WASHINGTON – Maryland’s four Republican House members sent a letter this week to House Speaker Newt Gingrich asking him to help preserve funds for a program designed to protect the Chesapeake Bay.
“It’s a specific program to our area that’s important to us. We wanted to make sure they knew that,” said Cathy Bassett, a spokeswoman for Rep. Wayne Gilchrest, an Eastern Shore Republican and one of the letter signers.
The letter also was signed by Virginia Republican Rep. Herbert H. Bateman, of Newport News, and by Maryland GOP Reps. Constance Morella, of Bethesda; Robert L. Ehrlich Jr., of Lutherville; and Roscoe G. Bartlett, of Frederick.
An annual funding bill passed last year by Congress but vetoed in December by President Clinton called for a 25 percent reduction in the Environmental Protection Agency’s budget. However, it specified that the Bay program – administered by the EPA – be fully funded.
A short-term spending measure passed Thursday by the House also protected the Bay program, Gilchrest said. The funding measure, if approved by the Senate and Clinton, would expire March 15.
Maryland’s Republicans want to enlist Gingrich’s help to ensure that the next EPA funding bill sent to Clinton – which would likely cover the rest of the fiscal year, through Sept. 30 – also retains full funds for the Bay.

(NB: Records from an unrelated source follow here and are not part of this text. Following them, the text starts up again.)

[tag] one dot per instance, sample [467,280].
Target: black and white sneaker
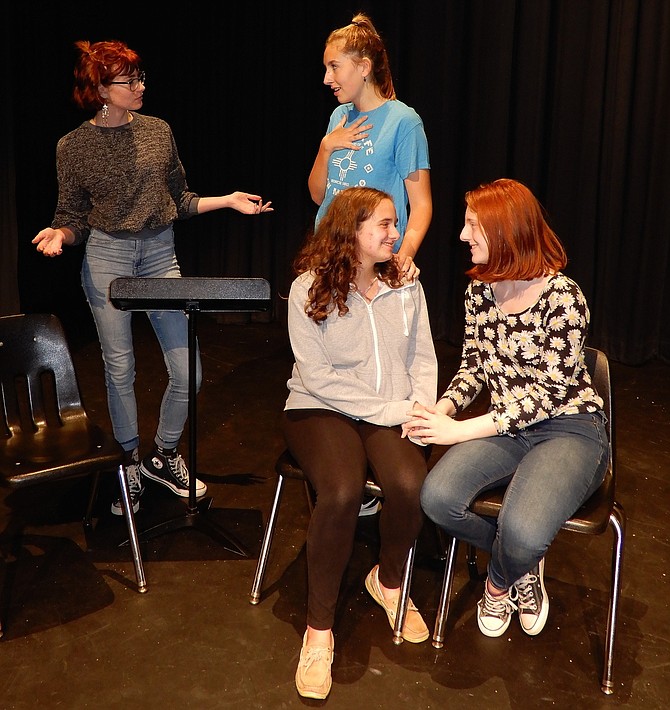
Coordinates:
[135,488]
[169,469]
[494,613]
[532,600]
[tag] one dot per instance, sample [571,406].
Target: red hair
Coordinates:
[521,244]
[331,252]
[100,63]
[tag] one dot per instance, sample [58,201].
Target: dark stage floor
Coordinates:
[78,635]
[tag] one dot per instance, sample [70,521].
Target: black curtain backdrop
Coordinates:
[572,97]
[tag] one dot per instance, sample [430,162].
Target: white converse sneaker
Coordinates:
[494,613]
[533,602]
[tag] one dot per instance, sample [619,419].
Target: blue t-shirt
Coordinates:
[395,148]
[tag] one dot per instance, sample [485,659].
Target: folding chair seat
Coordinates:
[286,467]
[600,512]
[45,432]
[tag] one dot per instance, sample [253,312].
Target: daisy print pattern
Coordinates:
[531,362]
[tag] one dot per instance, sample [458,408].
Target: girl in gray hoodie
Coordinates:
[364,355]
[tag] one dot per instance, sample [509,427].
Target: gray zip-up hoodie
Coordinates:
[372,363]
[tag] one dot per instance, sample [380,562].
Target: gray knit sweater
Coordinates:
[121,180]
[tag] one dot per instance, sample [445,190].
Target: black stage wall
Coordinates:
[571,97]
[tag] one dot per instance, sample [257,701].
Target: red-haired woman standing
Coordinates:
[121,186]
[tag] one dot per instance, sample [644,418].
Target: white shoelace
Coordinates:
[526,593]
[499,607]
[178,468]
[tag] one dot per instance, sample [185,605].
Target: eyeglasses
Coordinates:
[133,83]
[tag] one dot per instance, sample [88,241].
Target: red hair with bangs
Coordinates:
[521,244]
[100,63]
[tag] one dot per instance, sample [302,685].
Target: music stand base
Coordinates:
[197,519]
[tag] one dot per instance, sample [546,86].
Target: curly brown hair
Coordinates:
[330,253]
[100,63]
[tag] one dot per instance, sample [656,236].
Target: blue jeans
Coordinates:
[550,469]
[106,259]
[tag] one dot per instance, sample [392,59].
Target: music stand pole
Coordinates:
[195,516]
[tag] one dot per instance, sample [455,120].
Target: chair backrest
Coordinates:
[599,369]
[38,384]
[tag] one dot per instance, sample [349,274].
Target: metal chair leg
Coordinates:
[132,531]
[403,599]
[443,606]
[255,595]
[618,524]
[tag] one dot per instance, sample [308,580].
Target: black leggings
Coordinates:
[334,451]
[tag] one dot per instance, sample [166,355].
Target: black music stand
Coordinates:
[192,295]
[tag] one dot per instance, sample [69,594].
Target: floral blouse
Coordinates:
[531,362]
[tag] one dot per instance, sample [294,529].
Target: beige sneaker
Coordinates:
[313,678]
[414,629]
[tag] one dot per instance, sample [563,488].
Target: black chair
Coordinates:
[593,518]
[45,432]
[286,467]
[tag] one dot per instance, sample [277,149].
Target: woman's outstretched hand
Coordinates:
[247,203]
[50,241]
[428,425]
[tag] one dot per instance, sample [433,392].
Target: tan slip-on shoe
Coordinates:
[414,629]
[313,678]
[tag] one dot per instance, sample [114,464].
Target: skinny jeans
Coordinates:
[334,451]
[550,469]
[106,259]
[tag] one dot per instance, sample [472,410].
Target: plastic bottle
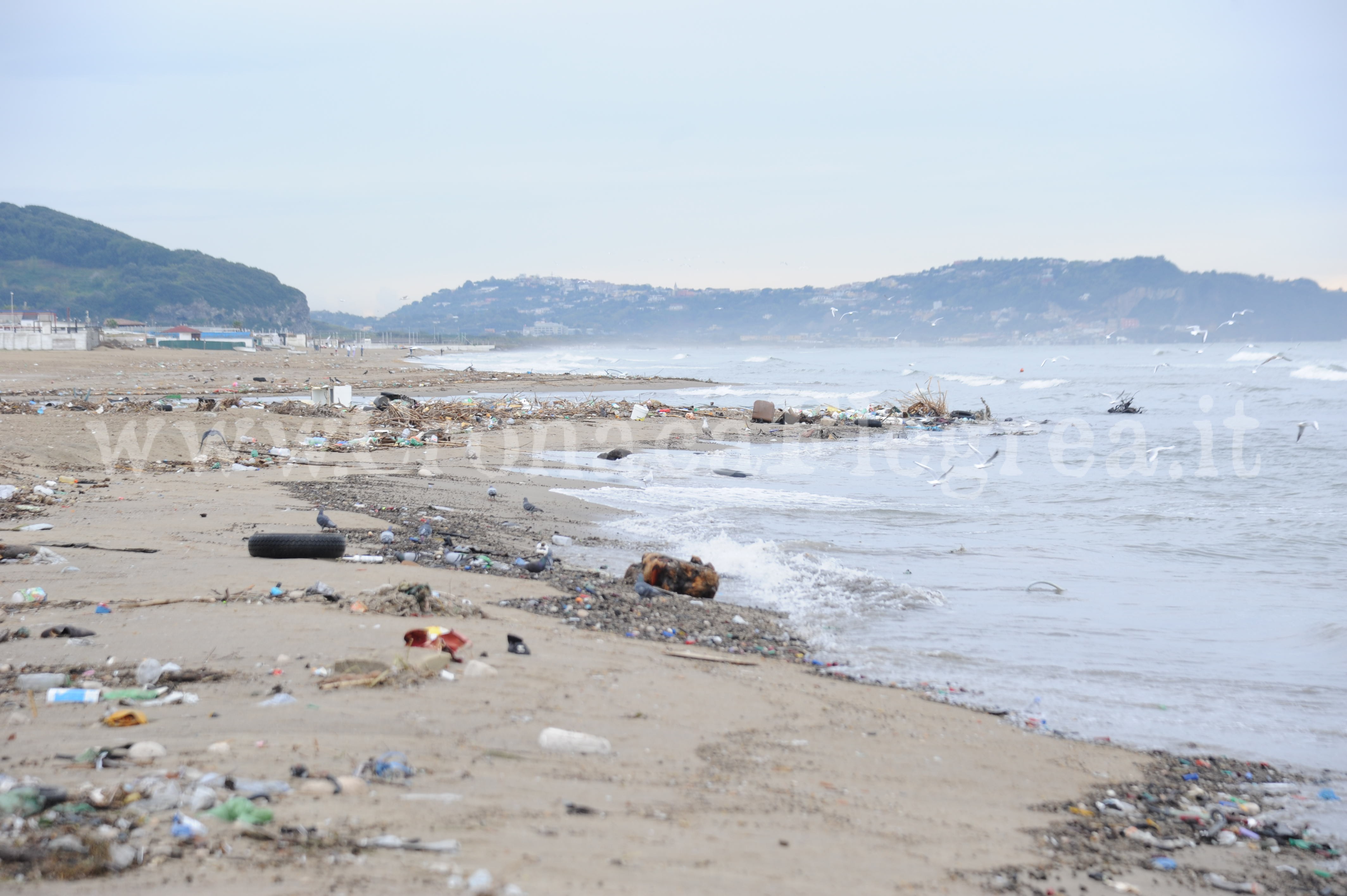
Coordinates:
[72,696]
[149,673]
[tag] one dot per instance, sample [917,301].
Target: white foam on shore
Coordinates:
[1331,372]
[972,379]
[817,592]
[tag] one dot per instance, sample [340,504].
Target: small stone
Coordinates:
[122,856]
[68,844]
[352,786]
[558,740]
[477,669]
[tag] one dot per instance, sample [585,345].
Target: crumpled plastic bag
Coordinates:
[240,809]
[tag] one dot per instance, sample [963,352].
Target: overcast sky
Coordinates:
[367,153]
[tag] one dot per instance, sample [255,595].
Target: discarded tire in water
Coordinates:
[281,546]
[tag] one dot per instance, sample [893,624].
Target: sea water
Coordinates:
[1203,591]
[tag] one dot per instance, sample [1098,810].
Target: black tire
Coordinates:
[281,546]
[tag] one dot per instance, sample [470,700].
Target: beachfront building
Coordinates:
[191,337]
[45,332]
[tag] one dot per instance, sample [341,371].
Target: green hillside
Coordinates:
[1141,300]
[57,262]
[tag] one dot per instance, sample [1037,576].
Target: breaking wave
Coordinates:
[1315,372]
[817,592]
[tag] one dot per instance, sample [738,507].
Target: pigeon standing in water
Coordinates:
[644,589]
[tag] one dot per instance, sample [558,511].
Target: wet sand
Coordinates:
[760,778]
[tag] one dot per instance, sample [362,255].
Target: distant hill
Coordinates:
[57,262]
[1141,300]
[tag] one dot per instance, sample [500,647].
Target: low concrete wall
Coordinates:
[38,341]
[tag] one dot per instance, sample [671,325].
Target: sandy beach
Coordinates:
[758,775]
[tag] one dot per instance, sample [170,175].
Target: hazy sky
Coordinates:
[366,153]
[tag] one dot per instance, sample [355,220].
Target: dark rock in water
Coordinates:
[1123,405]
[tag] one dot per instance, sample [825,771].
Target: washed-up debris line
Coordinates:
[604,606]
[1158,824]
[407,599]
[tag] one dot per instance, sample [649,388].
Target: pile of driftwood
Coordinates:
[1124,405]
[924,402]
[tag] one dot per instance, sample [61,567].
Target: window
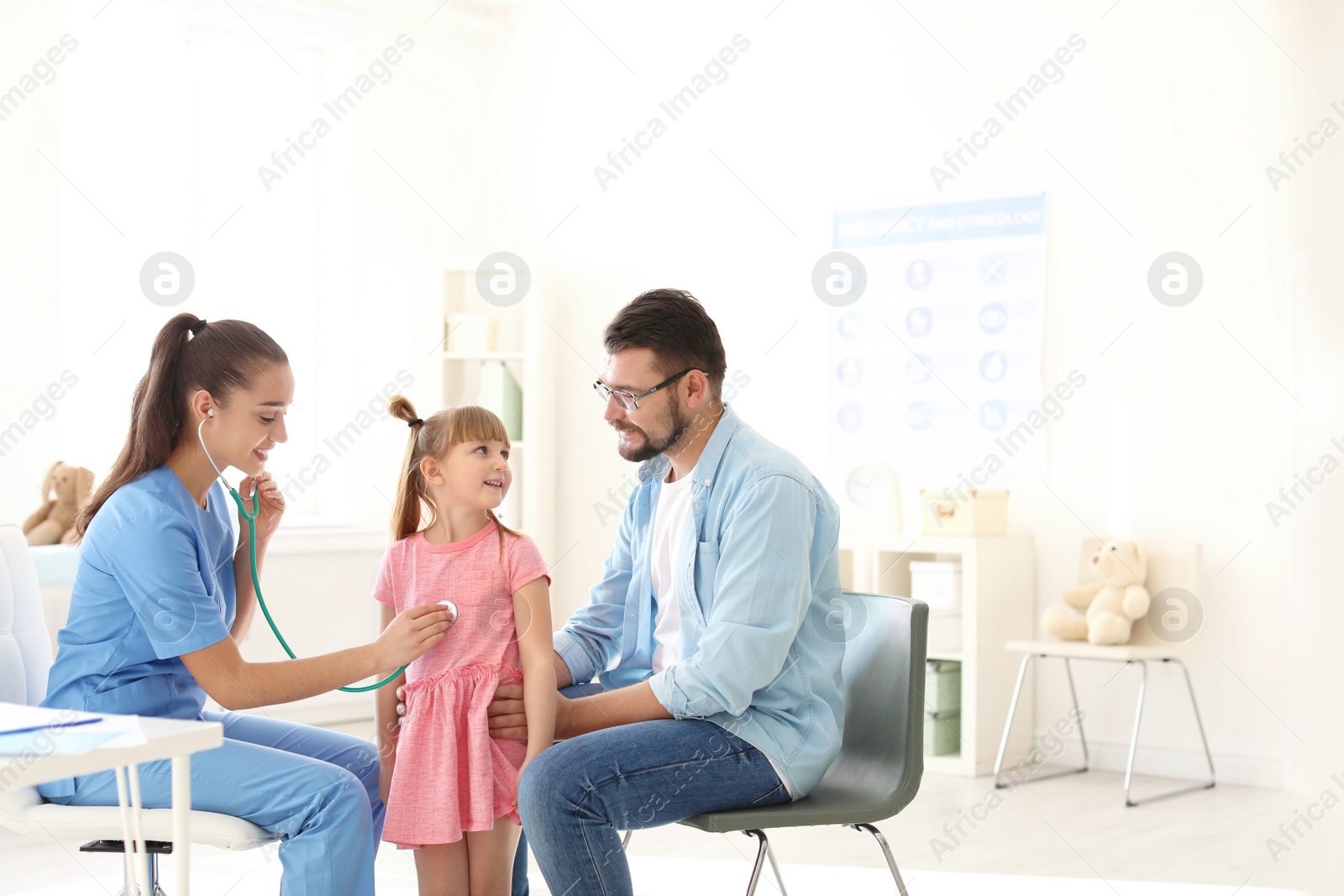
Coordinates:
[185,132]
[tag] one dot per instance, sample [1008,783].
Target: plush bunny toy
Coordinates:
[1110,605]
[64,490]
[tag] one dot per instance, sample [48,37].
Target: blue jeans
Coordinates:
[575,797]
[316,789]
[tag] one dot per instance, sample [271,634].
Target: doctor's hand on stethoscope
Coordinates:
[262,486]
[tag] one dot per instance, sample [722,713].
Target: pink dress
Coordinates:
[450,775]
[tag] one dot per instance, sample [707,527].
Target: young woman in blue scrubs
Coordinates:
[163,597]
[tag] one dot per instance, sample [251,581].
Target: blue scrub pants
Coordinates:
[316,789]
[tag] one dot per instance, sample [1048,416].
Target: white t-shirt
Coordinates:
[671,516]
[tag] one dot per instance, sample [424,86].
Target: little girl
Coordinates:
[450,789]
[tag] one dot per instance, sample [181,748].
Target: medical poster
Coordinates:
[934,367]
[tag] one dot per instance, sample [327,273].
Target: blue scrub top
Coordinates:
[155,580]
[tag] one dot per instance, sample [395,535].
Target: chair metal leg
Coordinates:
[886,851]
[128,886]
[1133,743]
[774,867]
[761,853]
[1012,711]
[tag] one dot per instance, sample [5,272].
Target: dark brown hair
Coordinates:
[434,438]
[674,325]
[221,359]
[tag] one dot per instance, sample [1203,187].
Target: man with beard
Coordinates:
[699,678]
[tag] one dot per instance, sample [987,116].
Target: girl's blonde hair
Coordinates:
[434,437]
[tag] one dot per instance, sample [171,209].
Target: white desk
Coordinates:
[143,739]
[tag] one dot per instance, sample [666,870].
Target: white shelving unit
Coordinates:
[998,605]
[456,379]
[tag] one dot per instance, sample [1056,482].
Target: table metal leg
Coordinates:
[143,860]
[181,821]
[128,801]
[1133,745]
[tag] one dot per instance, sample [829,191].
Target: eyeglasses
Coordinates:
[629,401]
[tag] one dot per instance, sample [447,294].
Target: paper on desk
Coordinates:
[113,731]
[54,741]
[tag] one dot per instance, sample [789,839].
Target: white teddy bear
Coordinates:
[1112,605]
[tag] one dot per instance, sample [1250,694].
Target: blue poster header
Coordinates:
[1011,217]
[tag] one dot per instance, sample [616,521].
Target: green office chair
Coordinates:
[880,761]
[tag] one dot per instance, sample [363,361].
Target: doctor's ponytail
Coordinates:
[187,355]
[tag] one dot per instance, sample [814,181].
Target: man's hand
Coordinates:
[508,718]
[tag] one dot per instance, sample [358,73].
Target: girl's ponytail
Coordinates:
[433,438]
[410,490]
[187,355]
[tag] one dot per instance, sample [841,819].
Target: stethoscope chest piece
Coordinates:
[452,607]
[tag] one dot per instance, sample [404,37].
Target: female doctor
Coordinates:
[161,600]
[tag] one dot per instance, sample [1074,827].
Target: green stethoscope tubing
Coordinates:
[261,600]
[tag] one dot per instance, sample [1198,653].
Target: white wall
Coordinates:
[1164,123]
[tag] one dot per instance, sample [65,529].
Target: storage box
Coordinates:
[964,512]
[942,734]
[937,584]
[942,687]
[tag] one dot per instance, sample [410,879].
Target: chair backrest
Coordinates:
[24,645]
[1171,564]
[882,752]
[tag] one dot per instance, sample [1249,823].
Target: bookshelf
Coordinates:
[487,340]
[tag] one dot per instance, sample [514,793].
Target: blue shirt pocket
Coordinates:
[706,567]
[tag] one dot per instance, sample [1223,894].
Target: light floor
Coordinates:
[1068,836]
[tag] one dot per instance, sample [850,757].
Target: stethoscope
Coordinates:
[252,548]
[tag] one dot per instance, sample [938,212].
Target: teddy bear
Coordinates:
[64,490]
[1112,605]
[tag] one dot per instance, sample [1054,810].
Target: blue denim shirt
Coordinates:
[756,575]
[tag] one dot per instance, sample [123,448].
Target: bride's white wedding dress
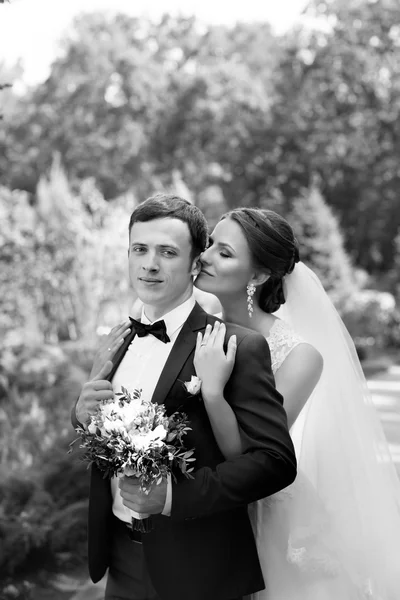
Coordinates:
[334,534]
[299,554]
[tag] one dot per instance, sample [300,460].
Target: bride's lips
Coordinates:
[148,281]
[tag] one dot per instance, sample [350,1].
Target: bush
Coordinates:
[370,318]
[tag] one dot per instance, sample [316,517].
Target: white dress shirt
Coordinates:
[141,368]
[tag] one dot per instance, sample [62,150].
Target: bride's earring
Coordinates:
[251,288]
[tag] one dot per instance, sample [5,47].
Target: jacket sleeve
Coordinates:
[268,463]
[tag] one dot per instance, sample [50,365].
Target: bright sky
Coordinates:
[30,29]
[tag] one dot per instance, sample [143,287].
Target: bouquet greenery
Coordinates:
[132,436]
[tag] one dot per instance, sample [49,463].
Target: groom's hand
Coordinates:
[152,503]
[93,391]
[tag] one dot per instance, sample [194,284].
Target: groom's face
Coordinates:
[161,267]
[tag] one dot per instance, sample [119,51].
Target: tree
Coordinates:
[322,245]
[337,114]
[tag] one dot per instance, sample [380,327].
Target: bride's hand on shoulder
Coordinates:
[109,344]
[213,365]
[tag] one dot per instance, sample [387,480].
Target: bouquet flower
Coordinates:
[132,436]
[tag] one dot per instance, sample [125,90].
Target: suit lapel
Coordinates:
[120,353]
[180,352]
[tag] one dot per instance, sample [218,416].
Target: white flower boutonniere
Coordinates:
[193,386]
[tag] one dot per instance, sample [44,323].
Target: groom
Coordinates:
[202,545]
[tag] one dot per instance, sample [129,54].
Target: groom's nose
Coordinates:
[150,262]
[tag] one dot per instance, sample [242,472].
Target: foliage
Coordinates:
[321,245]
[62,260]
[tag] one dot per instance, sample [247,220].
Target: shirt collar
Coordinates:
[176,317]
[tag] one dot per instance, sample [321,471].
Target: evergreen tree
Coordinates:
[321,244]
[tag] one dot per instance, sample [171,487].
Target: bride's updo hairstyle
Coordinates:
[273,247]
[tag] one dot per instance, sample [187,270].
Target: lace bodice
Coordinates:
[281,339]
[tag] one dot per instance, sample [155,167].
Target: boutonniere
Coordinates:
[193,386]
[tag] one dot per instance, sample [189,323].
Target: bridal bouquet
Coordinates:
[132,436]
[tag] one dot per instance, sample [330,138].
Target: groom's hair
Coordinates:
[169,206]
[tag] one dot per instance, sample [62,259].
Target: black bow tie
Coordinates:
[158,329]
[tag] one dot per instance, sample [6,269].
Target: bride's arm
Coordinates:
[297,377]
[214,367]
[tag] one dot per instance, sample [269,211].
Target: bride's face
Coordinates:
[226,264]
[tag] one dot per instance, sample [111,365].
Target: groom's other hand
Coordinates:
[152,503]
[94,390]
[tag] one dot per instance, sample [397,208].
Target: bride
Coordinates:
[335,533]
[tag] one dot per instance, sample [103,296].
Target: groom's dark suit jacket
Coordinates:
[206,548]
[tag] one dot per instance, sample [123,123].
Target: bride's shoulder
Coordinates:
[278,329]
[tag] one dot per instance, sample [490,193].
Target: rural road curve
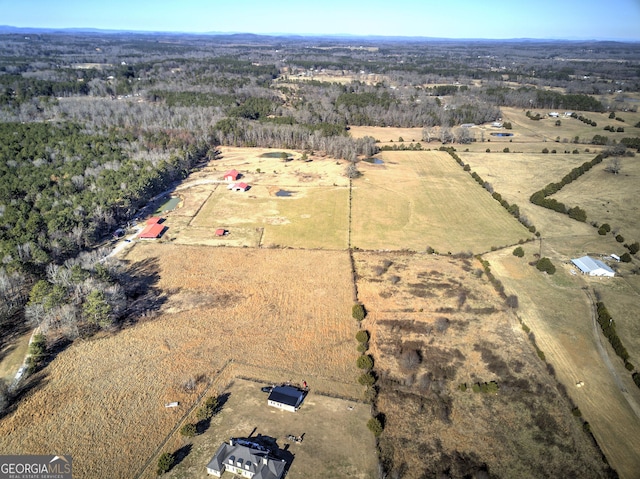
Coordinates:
[605,357]
[22,369]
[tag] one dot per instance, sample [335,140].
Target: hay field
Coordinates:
[558,311]
[517,176]
[608,198]
[314,215]
[460,333]
[545,129]
[336,441]
[420,199]
[388,134]
[286,308]
[311,217]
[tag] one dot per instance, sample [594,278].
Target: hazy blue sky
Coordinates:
[567,19]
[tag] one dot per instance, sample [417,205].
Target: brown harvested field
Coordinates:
[387,134]
[607,197]
[336,442]
[313,215]
[288,309]
[559,312]
[528,130]
[517,176]
[436,325]
[12,352]
[424,198]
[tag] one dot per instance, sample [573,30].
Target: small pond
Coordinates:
[169,205]
[375,161]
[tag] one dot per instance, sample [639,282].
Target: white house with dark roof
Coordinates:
[247,459]
[593,267]
[288,398]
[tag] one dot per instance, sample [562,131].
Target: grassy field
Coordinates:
[313,215]
[458,331]
[336,441]
[284,313]
[310,217]
[559,313]
[289,309]
[516,176]
[420,199]
[606,197]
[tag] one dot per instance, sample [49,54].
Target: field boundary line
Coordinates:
[349,246]
[604,354]
[168,437]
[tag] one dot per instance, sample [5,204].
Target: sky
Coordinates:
[491,19]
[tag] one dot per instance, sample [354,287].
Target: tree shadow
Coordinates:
[12,328]
[28,387]
[181,454]
[140,281]
[203,424]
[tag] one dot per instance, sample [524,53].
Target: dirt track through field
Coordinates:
[607,361]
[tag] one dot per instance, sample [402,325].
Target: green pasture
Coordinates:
[309,218]
[421,199]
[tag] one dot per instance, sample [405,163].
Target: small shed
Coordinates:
[288,398]
[240,187]
[593,267]
[232,175]
[152,231]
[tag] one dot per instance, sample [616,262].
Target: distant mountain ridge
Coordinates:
[10,29]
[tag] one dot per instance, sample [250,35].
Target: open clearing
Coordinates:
[421,199]
[288,309]
[455,326]
[336,442]
[283,313]
[314,214]
[388,135]
[559,312]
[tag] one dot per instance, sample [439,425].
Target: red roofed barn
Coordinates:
[152,231]
[231,175]
[240,187]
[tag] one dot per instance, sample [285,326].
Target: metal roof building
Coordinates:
[593,267]
[288,398]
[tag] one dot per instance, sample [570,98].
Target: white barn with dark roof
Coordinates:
[593,267]
[288,398]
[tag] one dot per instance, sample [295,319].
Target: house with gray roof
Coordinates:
[247,459]
[593,267]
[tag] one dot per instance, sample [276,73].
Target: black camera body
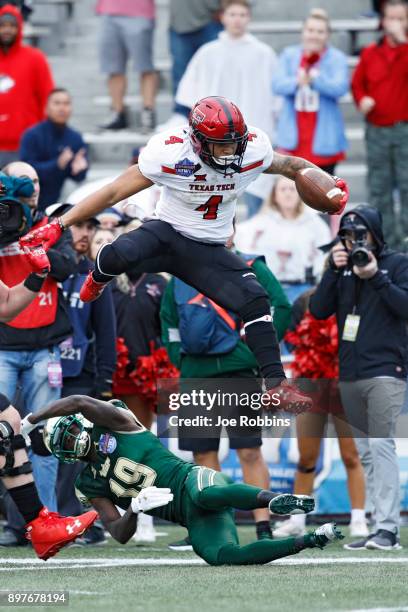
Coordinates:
[15,215]
[354,231]
[359,255]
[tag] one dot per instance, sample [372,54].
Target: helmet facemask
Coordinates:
[68,438]
[204,147]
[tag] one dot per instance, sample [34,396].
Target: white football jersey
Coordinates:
[195,199]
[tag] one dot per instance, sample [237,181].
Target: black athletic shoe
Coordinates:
[383,540]
[359,544]
[118,121]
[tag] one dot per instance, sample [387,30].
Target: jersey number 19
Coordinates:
[129,472]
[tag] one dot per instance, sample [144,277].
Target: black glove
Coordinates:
[37,442]
[103,389]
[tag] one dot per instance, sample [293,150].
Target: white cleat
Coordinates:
[327,533]
[145,532]
[288,529]
[359,529]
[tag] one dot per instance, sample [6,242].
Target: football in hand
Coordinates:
[318,190]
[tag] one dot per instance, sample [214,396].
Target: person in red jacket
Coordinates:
[25,82]
[380,90]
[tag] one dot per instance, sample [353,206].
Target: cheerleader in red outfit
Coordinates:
[316,359]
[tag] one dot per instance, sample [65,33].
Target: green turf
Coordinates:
[192,588]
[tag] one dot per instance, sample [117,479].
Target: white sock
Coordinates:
[299,520]
[145,520]
[357,515]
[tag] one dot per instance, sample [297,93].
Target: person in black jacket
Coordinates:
[30,354]
[54,149]
[366,286]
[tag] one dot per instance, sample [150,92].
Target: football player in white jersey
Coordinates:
[203,167]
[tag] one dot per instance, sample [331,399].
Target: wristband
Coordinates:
[34,282]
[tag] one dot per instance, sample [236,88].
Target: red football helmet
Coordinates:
[216,120]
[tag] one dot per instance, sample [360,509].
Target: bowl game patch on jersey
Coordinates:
[196,200]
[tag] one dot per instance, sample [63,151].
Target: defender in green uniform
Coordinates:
[128,467]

The Republicans’ letter describes the Bay as an “economic and cultural mainstay in Maryland and Virginia, supporting commercial and recreational fisheries, attracting tourism, and providing critical habitat for many species of fish and birds.”
The Chesapeake Bay is the nation’s largest estuary, with a watershed of 64,000 square miles over four states and the District of Columbia.
Neither Gingrich, R-Ga., nor his spokesman could be reached for comment.
In the funding bill vetoed by Clinton, the Bay program’s budget for fiscal 1996 was set at about $21 million.
About $9.6 million was to have gone directly to state governments for projects such as nutrient reduction and pesticide management.
Of that total, Maryland would have received about $2.8 million. Virginia would have gotten about $2.9 million, Pennsylvania $3 million and Washington, D.C., $879,000.
Another $6.7 million was to have been awarded on a competitive basis as grants for universities, local governments and nonprofit organizations. The money would support pollution prevention activities, volunteer citizen monitoring and public education and outreach.